To go back to that night, it was my first time at the Paramount, and it was incredible! Sparkling gold decor along the high ceilings, large chandeliers and a little lit up sign for the bar. People looking down from the second level, and a beautiful red, soft, carpeted floor. The energy in the front room was buzzing and warm, filled with the most perfect atmospheric light and people in line for merchandise. When I decided to find my seat, I was even more astonished, as the theater itself was spectacular.

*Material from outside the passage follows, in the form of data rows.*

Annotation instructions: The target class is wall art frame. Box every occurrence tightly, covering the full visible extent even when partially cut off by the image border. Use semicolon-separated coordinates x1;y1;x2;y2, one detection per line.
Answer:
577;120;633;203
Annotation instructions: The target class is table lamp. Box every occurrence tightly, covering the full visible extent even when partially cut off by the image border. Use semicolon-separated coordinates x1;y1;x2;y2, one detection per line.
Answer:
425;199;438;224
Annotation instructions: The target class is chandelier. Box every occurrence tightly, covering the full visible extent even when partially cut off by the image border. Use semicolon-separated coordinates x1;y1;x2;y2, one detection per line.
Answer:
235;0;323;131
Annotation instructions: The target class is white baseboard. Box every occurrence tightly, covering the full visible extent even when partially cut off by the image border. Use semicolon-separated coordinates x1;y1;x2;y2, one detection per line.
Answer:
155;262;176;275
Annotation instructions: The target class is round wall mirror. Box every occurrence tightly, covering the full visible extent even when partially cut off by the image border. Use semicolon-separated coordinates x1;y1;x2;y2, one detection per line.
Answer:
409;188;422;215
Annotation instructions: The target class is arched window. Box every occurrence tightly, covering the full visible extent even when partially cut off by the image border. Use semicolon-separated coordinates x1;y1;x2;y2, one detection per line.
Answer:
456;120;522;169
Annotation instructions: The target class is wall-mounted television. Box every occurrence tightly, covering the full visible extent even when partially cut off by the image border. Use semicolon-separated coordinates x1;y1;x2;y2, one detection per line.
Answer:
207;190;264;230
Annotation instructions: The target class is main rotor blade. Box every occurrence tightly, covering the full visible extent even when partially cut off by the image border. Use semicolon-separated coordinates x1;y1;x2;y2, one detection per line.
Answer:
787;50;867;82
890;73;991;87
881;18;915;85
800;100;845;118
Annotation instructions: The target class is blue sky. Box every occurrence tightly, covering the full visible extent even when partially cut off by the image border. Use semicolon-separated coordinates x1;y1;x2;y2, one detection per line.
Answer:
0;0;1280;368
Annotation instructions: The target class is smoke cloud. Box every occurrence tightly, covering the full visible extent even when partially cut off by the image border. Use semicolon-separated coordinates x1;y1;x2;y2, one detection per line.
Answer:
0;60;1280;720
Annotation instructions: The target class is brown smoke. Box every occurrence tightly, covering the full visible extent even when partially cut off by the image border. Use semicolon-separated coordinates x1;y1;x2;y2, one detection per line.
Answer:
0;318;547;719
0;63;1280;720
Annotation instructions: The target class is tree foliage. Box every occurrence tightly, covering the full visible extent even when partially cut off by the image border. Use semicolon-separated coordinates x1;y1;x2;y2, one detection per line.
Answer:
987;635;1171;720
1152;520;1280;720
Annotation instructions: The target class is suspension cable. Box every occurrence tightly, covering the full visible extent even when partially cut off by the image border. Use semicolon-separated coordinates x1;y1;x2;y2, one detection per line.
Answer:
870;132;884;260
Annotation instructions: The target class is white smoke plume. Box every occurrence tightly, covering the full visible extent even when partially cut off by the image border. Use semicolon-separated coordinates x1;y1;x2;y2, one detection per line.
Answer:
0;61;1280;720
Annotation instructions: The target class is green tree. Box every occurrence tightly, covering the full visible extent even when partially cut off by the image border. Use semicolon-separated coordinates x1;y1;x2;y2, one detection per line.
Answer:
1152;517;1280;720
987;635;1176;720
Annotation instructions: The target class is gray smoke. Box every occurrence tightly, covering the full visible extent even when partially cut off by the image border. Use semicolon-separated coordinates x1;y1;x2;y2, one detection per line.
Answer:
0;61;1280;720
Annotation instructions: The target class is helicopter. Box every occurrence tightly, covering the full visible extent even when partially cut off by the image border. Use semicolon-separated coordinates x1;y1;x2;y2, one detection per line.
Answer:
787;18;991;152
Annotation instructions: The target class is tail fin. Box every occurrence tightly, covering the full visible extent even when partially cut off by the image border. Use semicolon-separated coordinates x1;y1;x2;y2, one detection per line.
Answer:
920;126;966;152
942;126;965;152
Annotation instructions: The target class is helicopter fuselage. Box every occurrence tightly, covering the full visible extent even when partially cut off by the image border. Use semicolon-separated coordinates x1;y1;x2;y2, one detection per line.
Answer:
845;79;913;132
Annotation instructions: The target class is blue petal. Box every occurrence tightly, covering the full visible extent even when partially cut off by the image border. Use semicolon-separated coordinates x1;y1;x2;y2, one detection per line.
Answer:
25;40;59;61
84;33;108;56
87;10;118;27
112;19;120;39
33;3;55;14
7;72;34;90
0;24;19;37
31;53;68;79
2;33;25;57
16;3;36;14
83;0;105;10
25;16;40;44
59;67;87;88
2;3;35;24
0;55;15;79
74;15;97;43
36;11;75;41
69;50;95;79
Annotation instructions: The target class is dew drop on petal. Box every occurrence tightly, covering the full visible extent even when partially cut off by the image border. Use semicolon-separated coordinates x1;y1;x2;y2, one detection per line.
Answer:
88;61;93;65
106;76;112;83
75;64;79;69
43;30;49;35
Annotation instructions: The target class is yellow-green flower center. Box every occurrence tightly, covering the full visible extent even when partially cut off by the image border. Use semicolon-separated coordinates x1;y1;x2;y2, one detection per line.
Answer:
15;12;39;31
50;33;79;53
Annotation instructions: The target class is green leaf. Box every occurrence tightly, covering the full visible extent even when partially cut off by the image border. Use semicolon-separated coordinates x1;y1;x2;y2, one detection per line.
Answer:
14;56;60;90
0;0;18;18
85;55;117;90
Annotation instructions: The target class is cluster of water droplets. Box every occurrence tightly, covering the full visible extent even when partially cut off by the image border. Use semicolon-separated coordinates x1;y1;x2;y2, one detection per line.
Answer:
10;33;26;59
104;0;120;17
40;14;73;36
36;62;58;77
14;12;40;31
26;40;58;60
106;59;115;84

As the lights dimmed, and the band walked out on stage, the crowd rose to welcome them with applause. With the first song, “The Greatest”, the room went silent. There was this feeling in the air, like we were all leaning in to hear the words being spoken. The dark room with small lights on stage only enhanced this intimate feeling coming from the music being played. Her voice floated in the grandness of the room, the piano and guitar slowly following the words. To hear this album live was an amazing experience, but to me, it sounded almost exactly how the studio recordings sound. This isn’t t a bad thing at all, and if anything it speaks to the music that Cat Power releases. To put on a pair of headphones and listen to The Greatest, you get the same feelings of intimacy, longing, and aching from her voice and the instrumentals that are only exemplified when you get to hear it live. I’d say the only difference from the studio recording was the realness of her voice. You could hear and almost feel every breath she took. And it felt like we were all sitting and breathing with her.
After the song “Willie”, the air was broken with a yell from the crowd “I love you!”. She smiled and earnestly responded “I love you too. I wouldn’t be here without you”. And then, she followed with “Where is my love”. This song opens with nothing other than her voice. Almost like she was continuing the conversation with that audience member. I felt like I was asking that same question. Her performance of that song was so tender and emotional, like she was gently holding each lyric she sang, and kindly giving them to the audience to feel for ourselves.
After the album had been played in its entirety, she played around four more songs. Some covers, some devoted to people who might’ve been there and then to the people who were no longer there. I specifically remember the last lyrics that she sang. They echoed through the audience, “I’ll be looking at the moon… I’ll be seeing you”. The room erupt with a standing ovation. While calm and quiet during the entirety of the show, the crowd continued standing and cheering for a very, very long time. At this point I was standing along with the rest of the crowd, giving my all while cheering. When there was air for her to speak, she said “Fuck the man, fuck the power, take it easy, go slow, be late, remember it’s your life. Thank you so much”. If I wasn’t crying before this moment, there were definitely tears in my eyes now.
I’m so grateful that I got to spend this night with Cat Power at the Paramount. I even remember my therapist telling me earlier in the day to embrace the slowness of a no-photo show, to completely immerse myself in the music and truly feel it. If I hadn’t already come to the show with that purpose, the music itself would’ve carried me along that same journey anyway. It was a wonderful night of feeling, slowing down, and it was just what I needed.